Sebenarnya aku sudah lama mengenal Ike. Kakaknya adalah sahabatku sejak SD hingga sekarang. Banyak moment yang membuat kami sering bertemu. Kita satu sekolah saat SMA. Dulu, aku juga sering diminta menyanyi di Gerejanya. 
Dimana ada kegiatan musik Ike juga selalu diikutsertakan. Iya, suara Ike memang bagus, begitu halus dan penuh penghayatan setiap kali dia bernyanyi. Yang aku tahu, Ike adalah pribadi yang ramah pada semua orang. 

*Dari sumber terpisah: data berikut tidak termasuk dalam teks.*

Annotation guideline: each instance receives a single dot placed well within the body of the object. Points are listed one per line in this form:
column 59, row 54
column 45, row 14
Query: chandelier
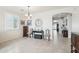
column 28, row 15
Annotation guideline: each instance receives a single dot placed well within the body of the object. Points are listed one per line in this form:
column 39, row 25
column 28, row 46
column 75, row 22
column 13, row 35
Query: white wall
column 46, row 17
column 10, row 34
column 75, row 20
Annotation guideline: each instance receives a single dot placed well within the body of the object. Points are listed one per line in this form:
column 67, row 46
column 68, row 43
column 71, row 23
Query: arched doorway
column 58, row 21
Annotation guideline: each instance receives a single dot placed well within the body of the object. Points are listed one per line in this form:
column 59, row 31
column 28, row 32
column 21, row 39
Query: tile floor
column 30, row 45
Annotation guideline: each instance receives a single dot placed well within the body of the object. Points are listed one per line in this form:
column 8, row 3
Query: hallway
column 31, row 45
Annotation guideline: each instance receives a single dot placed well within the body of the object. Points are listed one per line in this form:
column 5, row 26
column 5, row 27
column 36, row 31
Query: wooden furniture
column 75, row 42
column 65, row 33
column 38, row 34
column 25, row 31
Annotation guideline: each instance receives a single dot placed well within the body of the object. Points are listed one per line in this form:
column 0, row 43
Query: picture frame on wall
column 22, row 22
column 29, row 22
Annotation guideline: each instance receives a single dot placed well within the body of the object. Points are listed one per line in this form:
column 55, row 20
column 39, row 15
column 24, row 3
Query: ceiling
column 33, row 9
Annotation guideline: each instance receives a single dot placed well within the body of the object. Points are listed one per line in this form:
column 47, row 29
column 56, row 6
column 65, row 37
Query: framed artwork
column 38, row 22
column 22, row 22
column 29, row 22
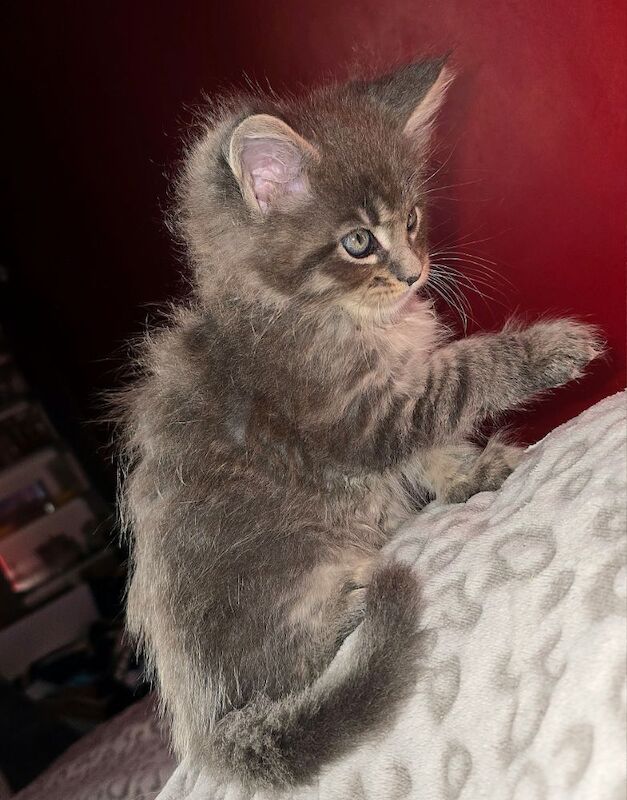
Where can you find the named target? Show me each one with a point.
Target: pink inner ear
(273, 167)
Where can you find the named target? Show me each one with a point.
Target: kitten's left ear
(413, 94)
(268, 159)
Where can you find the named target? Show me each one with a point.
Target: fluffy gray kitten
(290, 416)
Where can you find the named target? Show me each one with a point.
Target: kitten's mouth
(411, 299)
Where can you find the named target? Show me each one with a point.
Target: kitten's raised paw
(559, 351)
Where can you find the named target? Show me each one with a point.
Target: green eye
(359, 243)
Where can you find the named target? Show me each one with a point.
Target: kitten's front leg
(457, 472)
(472, 379)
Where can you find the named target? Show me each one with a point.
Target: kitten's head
(317, 203)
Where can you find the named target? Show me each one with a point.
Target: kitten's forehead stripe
(371, 210)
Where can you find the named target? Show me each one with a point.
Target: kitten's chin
(411, 302)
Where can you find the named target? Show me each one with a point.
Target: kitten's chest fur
(369, 501)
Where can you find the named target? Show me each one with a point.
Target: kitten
(290, 417)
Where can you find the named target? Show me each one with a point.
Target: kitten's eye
(359, 243)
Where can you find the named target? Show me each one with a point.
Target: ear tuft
(268, 160)
(413, 94)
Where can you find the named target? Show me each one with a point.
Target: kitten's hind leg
(477, 470)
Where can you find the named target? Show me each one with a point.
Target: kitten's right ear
(413, 94)
(268, 160)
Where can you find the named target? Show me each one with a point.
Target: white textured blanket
(522, 695)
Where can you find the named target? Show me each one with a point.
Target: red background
(98, 95)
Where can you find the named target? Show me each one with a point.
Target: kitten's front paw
(560, 350)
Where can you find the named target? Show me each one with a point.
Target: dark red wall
(98, 93)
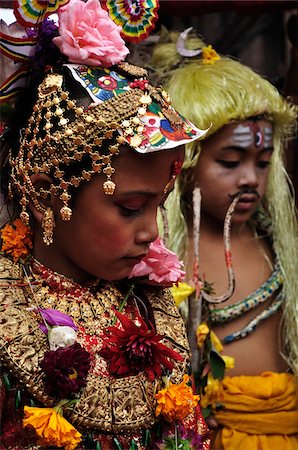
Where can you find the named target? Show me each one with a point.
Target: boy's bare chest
(252, 263)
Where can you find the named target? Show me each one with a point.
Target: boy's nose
(248, 178)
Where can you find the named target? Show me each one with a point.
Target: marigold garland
(209, 55)
(176, 401)
(51, 428)
(16, 239)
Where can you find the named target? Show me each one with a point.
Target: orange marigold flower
(209, 55)
(176, 401)
(202, 333)
(51, 428)
(16, 239)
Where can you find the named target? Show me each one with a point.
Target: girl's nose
(148, 231)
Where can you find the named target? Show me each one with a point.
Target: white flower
(61, 337)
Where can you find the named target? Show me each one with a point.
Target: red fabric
(187, 8)
(15, 437)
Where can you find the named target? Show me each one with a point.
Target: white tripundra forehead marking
(268, 137)
(242, 136)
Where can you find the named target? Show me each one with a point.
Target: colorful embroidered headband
(125, 109)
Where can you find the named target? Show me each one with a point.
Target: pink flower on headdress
(88, 36)
(160, 265)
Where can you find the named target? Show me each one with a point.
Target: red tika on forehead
(176, 167)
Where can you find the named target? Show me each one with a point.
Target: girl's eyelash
(227, 164)
(264, 164)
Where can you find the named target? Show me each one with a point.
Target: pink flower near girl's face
(88, 36)
(160, 265)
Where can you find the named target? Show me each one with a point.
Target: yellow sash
(261, 413)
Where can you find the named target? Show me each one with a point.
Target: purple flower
(46, 52)
(55, 318)
(66, 370)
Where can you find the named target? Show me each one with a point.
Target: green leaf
(146, 438)
(217, 365)
(117, 445)
(133, 445)
(6, 381)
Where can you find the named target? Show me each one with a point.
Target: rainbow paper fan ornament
(136, 17)
(31, 12)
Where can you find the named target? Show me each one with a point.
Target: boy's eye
(263, 164)
(227, 163)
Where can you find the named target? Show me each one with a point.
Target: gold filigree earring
(48, 224)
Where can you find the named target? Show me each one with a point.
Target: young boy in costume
(232, 218)
(92, 356)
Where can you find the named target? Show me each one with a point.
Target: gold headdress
(61, 132)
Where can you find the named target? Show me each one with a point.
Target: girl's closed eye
(130, 212)
(228, 163)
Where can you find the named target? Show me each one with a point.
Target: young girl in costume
(94, 352)
(231, 217)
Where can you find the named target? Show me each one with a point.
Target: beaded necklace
(270, 288)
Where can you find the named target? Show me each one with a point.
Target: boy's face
(108, 234)
(235, 158)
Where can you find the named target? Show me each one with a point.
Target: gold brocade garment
(121, 407)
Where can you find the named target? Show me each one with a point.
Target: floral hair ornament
(124, 109)
(16, 240)
(136, 17)
(208, 54)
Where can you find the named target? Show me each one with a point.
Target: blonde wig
(213, 95)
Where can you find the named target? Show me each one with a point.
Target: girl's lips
(134, 259)
(245, 205)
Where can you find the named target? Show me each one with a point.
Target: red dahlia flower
(66, 370)
(136, 348)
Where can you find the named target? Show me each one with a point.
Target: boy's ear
(40, 181)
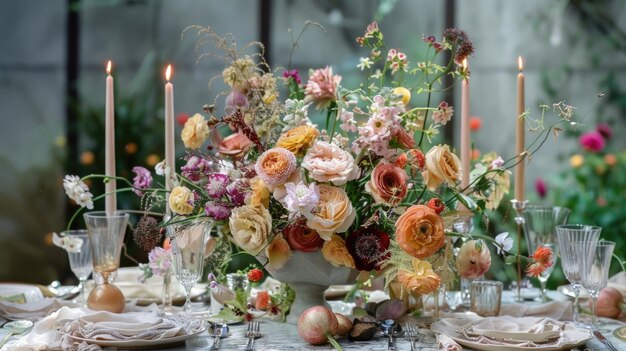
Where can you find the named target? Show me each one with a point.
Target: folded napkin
(32, 310)
(148, 323)
(557, 310)
(446, 343)
(618, 282)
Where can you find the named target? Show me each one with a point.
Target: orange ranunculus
(420, 231)
(442, 166)
(388, 184)
(473, 260)
(298, 139)
(421, 280)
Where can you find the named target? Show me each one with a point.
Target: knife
(603, 340)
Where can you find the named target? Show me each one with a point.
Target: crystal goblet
(189, 239)
(81, 263)
(594, 266)
(567, 235)
(539, 229)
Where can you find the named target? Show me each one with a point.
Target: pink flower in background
(604, 130)
(592, 141)
(322, 87)
(541, 187)
(142, 180)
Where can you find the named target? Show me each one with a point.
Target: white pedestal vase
(309, 275)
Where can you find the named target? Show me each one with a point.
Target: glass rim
(105, 214)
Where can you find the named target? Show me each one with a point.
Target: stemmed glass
(567, 235)
(80, 257)
(539, 223)
(594, 266)
(189, 239)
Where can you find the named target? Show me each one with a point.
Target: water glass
(567, 235)
(595, 265)
(81, 263)
(486, 298)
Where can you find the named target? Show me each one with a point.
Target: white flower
(504, 241)
(364, 62)
(301, 198)
(68, 243)
(78, 191)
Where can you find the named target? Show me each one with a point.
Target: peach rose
(180, 200)
(329, 163)
(334, 214)
(259, 194)
(421, 280)
(298, 139)
(388, 184)
(336, 252)
(234, 145)
(442, 166)
(275, 165)
(420, 231)
(473, 260)
(250, 227)
(195, 132)
(277, 252)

4 tahun yang lalu, Ike sempat membantu menjadi tutor di Rumah Belajar Gobooks. Dengan anak-anak pun dia gemati, sabar dan telaten. Sayang, Ike hanya sebentar di Gobooks, karna dia mendapat pekerjaan di Semarang. 
Waktu hari pernikahan Ike, aku ada di sana. Masih ingat samar samar, dia begitu manis dengan gaun putihnya. Dan sekarang putranya sudah berumur 5 thn (koreksi jika keliru.). 

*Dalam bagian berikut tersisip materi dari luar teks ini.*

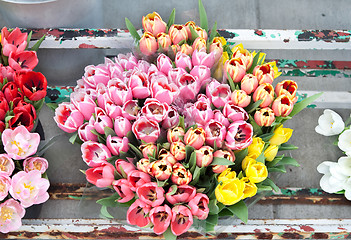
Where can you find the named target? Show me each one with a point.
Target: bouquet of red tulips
(183, 131)
(22, 172)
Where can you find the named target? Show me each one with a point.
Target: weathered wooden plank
(254, 229)
(252, 38)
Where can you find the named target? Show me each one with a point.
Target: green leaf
(203, 16)
(287, 146)
(254, 62)
(109, 131)
(221, 161)
(136, 150)
(132, 29)
(304, 103)
(289, 161)
(104, 212)
(37, 44)
(252, 106)
(213, 32)
(171, 19)
(269, 182)
(240, 210)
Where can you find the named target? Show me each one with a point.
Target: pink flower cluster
(26, 186)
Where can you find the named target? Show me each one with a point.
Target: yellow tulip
(230, 192)
(256, 172)
(250, 188)
(271, 152)
(255, 148)
(226, 175)
(281, 135)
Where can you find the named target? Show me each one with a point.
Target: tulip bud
(240, 98)
(148, 44)
(175, 134)
(164, 41)
(236, 69)
(204, 156)
(178, 150)
(264, 73)
(177, 33)
(264, 117)
(180, 175)
(264, 92)
(195, 137)
(287, 87)
(153, 23)
(249, 83)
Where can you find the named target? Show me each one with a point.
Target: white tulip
(330, 123)
(345, 142)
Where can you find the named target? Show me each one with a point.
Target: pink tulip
(240, 98)
(116, 145)
(164, 63)
(235, 113)
(183, 61)
(182, 219)
(236, 69)
(5, 183)
(101, 122)
(137, 179)
(20, 143)
(183, 194)
(282, 106)
(95, 154)
(239, 135)
(119, 92)
(83, 103)
(7, 165)
(199, 206)
(264, 73)
(146, 130)
(35, 163)
(204, 156)
(180, 175)
(85, 134)
(218, 93)
(29, 188)
(11, 213)
(202, 72)
(178, 150)
(172, 119)
(249, 83)
(153, 109)
(195, 137)
(164, 91)
(222, 154)
(14, 41)
(151, 194)
(122, 187)
(215, 132)
(130, 110)
(101, 176)
(161, 218)
(264, 92)
(264, 117)
(68, 118)
(138, 214)
(124, 165)
(177, 33)
(203, 58)
(175, 134)
(148, 44)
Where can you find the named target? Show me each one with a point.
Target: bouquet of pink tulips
(23, 180)
(183, 134)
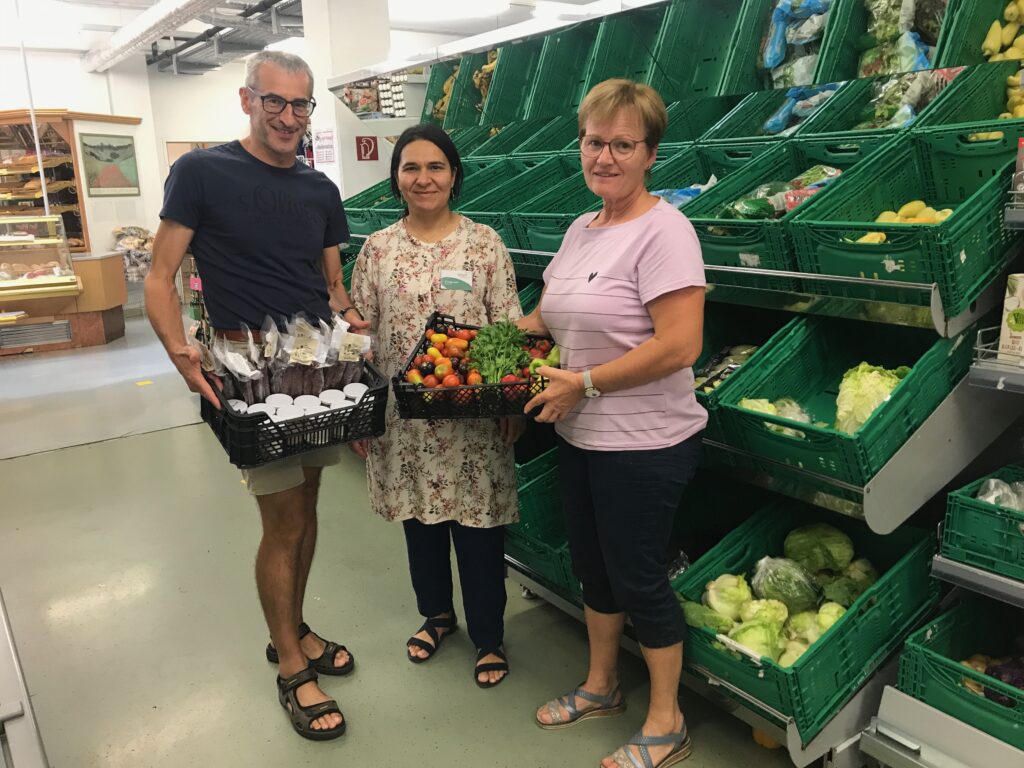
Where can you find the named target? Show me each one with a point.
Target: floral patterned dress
(435, 471)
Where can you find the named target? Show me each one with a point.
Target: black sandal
(302, 717)
(502, 666)
(431, 627)
(324, 664)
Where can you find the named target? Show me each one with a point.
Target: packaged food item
(1012, 330)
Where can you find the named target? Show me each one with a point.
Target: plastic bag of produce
(784, 580)
(785, 14)
(798, 72)
(994, 491)
(928, 15)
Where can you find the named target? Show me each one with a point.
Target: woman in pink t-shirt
(624, 299)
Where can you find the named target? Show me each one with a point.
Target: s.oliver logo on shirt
(268, 202)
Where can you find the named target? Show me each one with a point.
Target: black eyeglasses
(274, 104)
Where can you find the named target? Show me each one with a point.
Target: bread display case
(35, 259)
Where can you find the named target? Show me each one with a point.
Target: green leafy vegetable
(727, 594)
(819, 547)
(864, 388)
(498, 350)
(783, 580)
(700, 615)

Jujur, bagiku Ike itu bukan orang lain. Meskipun benar, kami bertetangga. Tidak ada hubungan darah sama sekali. Tetapi ketika hari Sabtu sore waktu itu, salah satu Tutor Gobooks Lea menelepon memberitahukan bahwa Ike sudah berpulang, entah kenapa rasanya seperti kehilangan sesuatu yang begitu dekat. Aku dan Lea tak kuasa menahan tangis. Sore itu juga aku menunggu kedatangan jenazah di gereja. Di satu sisi aku ikut merasakan sedihnya, di satu sisi aku bingung harus berbuat apa. Hanya bisa duduk mengamati sekitar. 

Bahkan hingga malam sampai keesokan harinya aku tidak berani menatap keluarga yang lain. Aku takut, aku tak kuasa menahan sedih di hadapan mereka. Ketika ku beranikan diri bertemu dengan tante, dan om lalu melihat Ike di dalam peti, aku tidak berani berlama - lama. 
Aku takut menghampiri kamu, Nyeee. Tidak berani, walau sebenarnya sangat ingin mengucapkan turut bersedih dan berada di dekatmu. Tapi urung, aku takut menambah kesedihan. 

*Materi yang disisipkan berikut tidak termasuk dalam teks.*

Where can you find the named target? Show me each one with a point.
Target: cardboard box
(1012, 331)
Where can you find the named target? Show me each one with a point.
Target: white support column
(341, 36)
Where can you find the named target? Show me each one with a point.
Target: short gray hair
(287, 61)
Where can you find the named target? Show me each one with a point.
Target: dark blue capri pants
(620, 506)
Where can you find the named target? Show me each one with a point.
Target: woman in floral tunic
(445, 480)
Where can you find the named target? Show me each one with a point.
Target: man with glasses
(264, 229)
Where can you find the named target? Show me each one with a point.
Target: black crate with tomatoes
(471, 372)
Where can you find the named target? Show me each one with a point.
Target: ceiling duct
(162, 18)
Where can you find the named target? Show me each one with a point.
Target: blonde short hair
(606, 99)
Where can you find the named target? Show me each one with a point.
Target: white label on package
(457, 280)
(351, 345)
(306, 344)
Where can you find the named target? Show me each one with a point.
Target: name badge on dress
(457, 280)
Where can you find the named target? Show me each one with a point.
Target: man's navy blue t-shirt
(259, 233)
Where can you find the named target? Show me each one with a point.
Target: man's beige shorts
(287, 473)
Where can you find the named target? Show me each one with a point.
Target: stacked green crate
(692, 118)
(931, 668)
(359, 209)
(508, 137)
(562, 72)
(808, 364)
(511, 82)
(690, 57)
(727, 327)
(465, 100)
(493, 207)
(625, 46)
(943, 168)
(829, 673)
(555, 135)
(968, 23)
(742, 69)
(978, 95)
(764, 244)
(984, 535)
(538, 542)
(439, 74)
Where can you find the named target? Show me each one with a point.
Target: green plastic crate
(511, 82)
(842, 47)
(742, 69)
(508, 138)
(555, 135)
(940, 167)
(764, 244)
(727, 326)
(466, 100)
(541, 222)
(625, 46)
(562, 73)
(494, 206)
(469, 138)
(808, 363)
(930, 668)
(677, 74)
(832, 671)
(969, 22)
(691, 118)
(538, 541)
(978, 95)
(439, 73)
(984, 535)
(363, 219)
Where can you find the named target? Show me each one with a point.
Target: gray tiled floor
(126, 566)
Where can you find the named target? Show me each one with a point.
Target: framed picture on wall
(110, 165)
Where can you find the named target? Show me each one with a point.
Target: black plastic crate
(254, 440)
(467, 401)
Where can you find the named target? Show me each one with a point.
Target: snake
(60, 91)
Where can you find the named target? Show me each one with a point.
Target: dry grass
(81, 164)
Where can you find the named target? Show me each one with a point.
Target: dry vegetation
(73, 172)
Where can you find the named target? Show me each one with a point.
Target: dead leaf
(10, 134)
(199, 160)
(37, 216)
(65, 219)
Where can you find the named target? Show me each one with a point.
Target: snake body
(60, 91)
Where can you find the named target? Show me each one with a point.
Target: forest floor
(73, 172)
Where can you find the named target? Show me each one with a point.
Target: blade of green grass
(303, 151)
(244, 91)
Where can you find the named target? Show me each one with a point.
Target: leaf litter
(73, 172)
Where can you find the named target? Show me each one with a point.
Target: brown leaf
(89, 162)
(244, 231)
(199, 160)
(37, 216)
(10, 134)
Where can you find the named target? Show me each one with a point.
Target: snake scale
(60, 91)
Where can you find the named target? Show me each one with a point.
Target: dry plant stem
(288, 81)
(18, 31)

Saat berada di rumah, aku berpikir, iya..aku juga anak bungsu, aku juga satu satunya anak perempuan yang di miliki Bapak Ibu. Jika itu terjadi padaku, apakah mereka akan sesedih itu? Seperti yangaku tulis di atas, aku dan Ike tidak memiliki hubungan darah. Tapi dibilang jauh, tidak juga. Dibilang dekat, tidak juga. Lalu kenapa sedihku ini berat. Apakah mungkin aku tidak tega melihat tante? Usia ibu dan tante sama, jika saja ibu masih sehat dan mengalami hal yang sama, apakah akan seperti itu jika aku pergi duluan ya? 

Aku berharap tante tidak berlarut dalam kesedihan. Aku harap 2 putranya selalu menemani secara lahir batin. Semoga hal yang terjadi pada ibuku dulu tidak terulang. Karna kesepian ditinggal cucu cucunya,dan  anak-anaknya tidak pernah di rumah. Ketahuilah seorang ibu itu pandai menyembunyikan sedih dan sepinya. Kita yang ada di dekatnya sudah berkewajiban mendampingi menemaninya. Ya kan??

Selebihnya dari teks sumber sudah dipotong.